When I began my PhD at Glasgow University in 1999, I appreciated that the "reality" of researching male age-discrepant/intergenerational sexualities and relationships would likely prove a hotly contested topic. But I did not anticipate that my mother and I would be subjected to offensive phone-calls; two lengthy Senate investigations; having sensitive material stolen from my office and passed on to a journalist; explaining my research to officers from the Serious Crime Squad; the News of the World taking a photo of me inside our house; and, finally, a series of ill-informed political attacks.

Other major works

Despite censorship of his work from Sociological Research Online, Sexualities, and Sociological Review, Yuill has published two Encyclopedia articles. The first, co-authored with his PhD supervisor David T. Evans, was the entry for pedophilia in “The Blackwell Encyclopedia of Sociology” in 2007.[12] The second was an entry for pederasty in Greenwood’s Love, Courtship and Sexuality through history, Volume 6, in 2008. He has also published a critical commentary of Diederik Janssen's "Re-Queering queer youth development: A Post-Developmental Approach to Childhood and Pedagogy" entitled "Re-scheduling child sexual trajectories” in the Journal of LGBT Youth, 2008, 5(3).[13] Written with Dean Durber, "‘Querying’ the Limits of Queering Boys Through the Contested Discourses on Sexuality" was published in Sexuality & Culture.[14]

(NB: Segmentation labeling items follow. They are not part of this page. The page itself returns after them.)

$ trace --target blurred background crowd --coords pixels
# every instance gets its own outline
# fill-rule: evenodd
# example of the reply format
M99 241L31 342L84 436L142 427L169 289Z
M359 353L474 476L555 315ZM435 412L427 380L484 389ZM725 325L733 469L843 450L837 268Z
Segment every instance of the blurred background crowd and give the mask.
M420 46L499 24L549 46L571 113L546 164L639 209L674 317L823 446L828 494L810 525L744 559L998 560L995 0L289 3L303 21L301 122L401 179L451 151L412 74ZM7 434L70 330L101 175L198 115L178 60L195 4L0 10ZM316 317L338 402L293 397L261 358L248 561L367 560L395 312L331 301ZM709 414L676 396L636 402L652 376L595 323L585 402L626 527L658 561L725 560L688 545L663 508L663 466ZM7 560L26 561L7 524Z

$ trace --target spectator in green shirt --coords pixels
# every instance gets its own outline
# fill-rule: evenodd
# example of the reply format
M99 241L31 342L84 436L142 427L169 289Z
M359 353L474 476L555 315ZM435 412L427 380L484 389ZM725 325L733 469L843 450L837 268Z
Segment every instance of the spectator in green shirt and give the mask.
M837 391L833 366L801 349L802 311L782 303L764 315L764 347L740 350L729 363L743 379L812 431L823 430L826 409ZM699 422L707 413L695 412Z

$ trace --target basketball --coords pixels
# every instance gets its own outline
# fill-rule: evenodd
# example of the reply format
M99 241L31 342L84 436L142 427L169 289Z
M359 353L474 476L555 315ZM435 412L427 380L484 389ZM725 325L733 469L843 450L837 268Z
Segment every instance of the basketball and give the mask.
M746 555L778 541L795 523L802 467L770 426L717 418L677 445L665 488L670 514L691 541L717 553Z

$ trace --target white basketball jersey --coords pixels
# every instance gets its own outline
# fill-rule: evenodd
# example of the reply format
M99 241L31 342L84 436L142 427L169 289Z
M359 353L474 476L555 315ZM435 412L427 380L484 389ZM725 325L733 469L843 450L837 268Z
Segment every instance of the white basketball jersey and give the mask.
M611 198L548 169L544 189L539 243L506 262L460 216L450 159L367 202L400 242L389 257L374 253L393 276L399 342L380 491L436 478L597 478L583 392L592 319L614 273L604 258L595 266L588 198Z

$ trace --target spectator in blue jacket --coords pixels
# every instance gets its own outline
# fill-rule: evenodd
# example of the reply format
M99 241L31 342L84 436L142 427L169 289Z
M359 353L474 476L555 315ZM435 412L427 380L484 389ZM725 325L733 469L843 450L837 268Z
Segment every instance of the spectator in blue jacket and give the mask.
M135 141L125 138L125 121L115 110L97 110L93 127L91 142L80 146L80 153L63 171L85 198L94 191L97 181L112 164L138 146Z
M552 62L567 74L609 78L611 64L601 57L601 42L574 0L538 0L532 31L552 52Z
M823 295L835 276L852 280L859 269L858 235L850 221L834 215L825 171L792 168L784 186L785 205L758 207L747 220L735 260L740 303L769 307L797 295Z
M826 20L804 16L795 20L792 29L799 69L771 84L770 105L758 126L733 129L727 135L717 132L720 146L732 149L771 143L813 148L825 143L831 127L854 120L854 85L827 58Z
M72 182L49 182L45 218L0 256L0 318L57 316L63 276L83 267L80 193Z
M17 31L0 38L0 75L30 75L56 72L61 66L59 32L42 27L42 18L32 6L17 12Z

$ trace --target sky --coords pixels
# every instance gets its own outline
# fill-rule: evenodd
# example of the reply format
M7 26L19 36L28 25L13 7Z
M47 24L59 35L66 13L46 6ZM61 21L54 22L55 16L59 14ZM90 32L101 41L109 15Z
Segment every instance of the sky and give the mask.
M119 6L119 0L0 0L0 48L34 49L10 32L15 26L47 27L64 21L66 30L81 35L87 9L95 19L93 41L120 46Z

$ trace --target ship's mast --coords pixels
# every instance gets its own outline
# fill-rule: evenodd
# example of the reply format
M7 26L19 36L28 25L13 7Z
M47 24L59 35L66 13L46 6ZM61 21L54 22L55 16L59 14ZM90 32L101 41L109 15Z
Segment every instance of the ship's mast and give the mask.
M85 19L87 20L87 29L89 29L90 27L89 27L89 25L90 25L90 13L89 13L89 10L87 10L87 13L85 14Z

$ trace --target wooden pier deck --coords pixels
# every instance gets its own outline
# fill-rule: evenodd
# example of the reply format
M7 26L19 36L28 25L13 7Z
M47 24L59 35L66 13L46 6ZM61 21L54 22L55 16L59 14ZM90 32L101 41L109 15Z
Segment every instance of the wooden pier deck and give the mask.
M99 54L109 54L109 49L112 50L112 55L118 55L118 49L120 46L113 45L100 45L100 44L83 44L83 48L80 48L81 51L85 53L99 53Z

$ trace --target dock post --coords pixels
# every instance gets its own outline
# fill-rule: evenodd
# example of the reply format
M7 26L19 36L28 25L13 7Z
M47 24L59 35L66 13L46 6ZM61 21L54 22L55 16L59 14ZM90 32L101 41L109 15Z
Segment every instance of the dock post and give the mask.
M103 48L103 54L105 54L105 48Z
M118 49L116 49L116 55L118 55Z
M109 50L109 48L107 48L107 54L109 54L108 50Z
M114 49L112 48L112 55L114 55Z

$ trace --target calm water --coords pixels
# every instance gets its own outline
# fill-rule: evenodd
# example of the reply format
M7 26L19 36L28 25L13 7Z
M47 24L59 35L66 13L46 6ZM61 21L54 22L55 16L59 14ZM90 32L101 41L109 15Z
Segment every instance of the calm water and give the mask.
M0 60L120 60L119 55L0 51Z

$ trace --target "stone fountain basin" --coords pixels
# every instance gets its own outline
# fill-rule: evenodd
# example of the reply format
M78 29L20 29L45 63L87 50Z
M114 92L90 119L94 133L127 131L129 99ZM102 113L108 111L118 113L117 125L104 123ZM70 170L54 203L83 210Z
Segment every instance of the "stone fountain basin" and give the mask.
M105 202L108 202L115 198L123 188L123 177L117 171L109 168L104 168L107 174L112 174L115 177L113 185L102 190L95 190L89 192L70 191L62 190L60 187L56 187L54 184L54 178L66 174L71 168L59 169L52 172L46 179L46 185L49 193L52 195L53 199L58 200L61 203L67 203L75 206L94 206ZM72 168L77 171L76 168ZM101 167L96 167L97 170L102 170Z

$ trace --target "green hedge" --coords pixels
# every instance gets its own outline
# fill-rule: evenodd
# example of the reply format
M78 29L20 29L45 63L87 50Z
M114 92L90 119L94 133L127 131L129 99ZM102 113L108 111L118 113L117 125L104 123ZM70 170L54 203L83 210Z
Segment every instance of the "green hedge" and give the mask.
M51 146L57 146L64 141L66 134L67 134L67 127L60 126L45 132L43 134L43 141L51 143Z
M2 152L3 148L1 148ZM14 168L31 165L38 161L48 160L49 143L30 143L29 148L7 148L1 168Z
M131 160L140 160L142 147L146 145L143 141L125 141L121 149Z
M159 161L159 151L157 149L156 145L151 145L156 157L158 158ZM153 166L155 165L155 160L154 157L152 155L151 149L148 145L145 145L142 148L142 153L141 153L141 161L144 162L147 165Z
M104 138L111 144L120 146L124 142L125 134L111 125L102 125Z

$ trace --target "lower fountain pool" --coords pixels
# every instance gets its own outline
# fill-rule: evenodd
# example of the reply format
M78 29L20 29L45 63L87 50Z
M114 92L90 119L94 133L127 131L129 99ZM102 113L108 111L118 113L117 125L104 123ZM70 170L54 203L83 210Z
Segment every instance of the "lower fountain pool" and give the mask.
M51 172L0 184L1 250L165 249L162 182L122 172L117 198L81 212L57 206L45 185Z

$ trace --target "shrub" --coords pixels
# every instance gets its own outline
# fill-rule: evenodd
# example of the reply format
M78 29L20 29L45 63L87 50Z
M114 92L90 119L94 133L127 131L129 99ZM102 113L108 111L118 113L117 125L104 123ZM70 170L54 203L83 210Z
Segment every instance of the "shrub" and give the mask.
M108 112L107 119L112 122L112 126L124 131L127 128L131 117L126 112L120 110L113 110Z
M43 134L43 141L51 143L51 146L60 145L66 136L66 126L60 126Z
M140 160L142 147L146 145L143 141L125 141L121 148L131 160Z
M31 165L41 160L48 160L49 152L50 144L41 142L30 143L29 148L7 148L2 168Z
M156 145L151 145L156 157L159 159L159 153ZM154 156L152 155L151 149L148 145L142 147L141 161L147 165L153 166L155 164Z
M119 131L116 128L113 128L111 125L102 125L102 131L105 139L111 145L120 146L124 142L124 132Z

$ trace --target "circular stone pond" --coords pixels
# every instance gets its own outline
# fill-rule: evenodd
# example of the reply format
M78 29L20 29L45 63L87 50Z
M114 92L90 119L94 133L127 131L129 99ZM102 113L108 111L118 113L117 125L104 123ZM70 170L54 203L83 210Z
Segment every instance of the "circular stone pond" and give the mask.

Yuill has collaborated with Bruce Rind, publishing a 2012 paper on the topic of Hebephilia, within its historical and anthropological context. This followed academic controversy over the idea of Hebephilia as a form of pathology - something Yuill and Rind argue is ahistorical.

Yuill himself details his experience of facing researcher stigma and media attack in his 2010 scholarly article Interrogating the Essential: Moral Baselines on Adult-Child Sex.[15] He documents attacks on himself and past researchers most fully in a contribution to Censoring Sex Research (2013), with a book chapter titled Intergenerational Sexualities: A Case Study on the Colonization of Late Modern Sexual Subjects and Researcher Agendas.[16] The historian Rachel Hope Cleves summarizes Yuill's story in her award-winning 2020 book Unspeakable: A Life Beyond Sexual Morality, examining once famous and influential pederast Norman Douglas. Cleves sees Yuill's case as an example of the potential risks of writing and publishing on intergenerational relations.